Life in the Land: Series–Stories from the Church of the Holy Sepulcher

November 25, 2023

—As a kid I loved climbing the tree that stood on the east side of our home on Evelyn Drive so that I could crawl out on the roof and watch the cars go by, but I sure wouldn’t have wanted to live up there. Yet the Ethiopians actually do live up there and have for a long time. The rooftop of the Church of the Holy Sepulcher, the traditional site of the death and resurrection of Jesus, is thankfully flat and large enough for living quarters and even a monastery, but I’m sure the Ethiopians would prefer to worship inside the church like they once did. Now they are banished to the roof.

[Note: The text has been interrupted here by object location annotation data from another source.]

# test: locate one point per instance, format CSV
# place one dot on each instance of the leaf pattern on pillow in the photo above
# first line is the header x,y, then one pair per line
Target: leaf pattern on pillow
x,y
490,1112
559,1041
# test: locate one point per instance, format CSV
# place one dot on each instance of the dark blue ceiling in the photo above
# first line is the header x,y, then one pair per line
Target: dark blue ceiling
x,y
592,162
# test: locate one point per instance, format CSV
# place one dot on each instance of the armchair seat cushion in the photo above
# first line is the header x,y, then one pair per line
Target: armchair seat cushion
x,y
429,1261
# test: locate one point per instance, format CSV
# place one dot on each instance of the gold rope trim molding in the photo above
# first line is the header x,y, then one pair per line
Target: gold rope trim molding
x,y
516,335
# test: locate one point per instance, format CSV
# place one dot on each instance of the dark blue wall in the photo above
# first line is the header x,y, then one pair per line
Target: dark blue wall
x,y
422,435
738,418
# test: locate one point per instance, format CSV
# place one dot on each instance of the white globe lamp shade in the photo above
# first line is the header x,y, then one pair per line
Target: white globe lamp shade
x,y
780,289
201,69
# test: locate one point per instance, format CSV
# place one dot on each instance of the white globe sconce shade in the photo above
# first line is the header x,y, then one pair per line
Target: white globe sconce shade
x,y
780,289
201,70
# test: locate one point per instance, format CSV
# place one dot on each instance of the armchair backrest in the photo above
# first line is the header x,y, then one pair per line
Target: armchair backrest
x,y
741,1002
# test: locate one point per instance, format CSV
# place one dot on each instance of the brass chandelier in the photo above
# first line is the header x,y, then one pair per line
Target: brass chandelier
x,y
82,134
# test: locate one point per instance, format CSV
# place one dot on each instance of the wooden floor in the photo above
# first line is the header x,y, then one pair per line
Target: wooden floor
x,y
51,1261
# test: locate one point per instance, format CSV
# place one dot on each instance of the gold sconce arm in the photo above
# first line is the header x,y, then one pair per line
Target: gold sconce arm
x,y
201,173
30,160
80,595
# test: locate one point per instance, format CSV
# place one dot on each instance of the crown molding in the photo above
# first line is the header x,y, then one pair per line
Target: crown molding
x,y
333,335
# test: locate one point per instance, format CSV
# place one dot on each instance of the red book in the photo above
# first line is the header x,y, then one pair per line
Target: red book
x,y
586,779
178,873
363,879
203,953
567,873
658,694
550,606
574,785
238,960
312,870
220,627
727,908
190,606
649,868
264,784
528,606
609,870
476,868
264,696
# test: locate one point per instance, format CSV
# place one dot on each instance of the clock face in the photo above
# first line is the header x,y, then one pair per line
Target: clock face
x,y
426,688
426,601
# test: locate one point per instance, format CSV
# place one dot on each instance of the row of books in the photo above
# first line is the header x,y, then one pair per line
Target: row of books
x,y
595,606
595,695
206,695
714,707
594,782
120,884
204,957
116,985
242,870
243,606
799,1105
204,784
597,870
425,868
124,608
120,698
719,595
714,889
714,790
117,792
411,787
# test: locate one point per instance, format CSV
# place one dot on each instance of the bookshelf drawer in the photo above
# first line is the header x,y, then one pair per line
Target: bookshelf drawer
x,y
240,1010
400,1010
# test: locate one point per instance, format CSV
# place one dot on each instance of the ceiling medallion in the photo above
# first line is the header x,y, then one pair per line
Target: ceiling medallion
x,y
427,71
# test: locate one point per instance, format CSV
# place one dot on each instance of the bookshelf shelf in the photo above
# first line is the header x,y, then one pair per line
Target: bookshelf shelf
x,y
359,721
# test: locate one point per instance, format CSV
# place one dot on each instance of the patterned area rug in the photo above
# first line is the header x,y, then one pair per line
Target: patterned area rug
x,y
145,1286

—Here’s the story, and it’s clearly a black eye on the unity of the church. The Ethiopian Orthodox and the Egyptian Coptic churches are two of the six “denominations” that share custody of the church, but these two churches have a particularly long history. In fact from the fourth until the twentieth century the Ethiopian church leaned heavily on the Coptic church, even relying on it to supply a steady stream of bishops for them. Then in 1951 things suddenly changed when the Ethiopians chose their own archbishop. To be sure tension between the two churches had been brewing for the previous four hundred years with each claiming ownership of both the rooftop monastery and the two chapels which are stuffed into the nearby staircase that leads up to the roof. The Copts argue that the Ethiopians wouldn’t even be on the rooftop apart from their kindness, for when the Ethiopians were unable to pay the hefty taxes demanded by the Turkish government in the sixteenth century, the Copts graciously permitted them to remain as guests on the rooftop where the Ethiopians are now entrenched.

—Today due to the massive influx of Ethiopian Jews and tenuous relations with Egypt the Israeli government refuses to enforce any religious or court-ordered mandates regarding the dispute, and a fistfight that broke out in 2002 didn’t solve anything either despite seven Ethiopian and four Egyptian monks being injured in the melee. It looks like an old-fashioned standoff.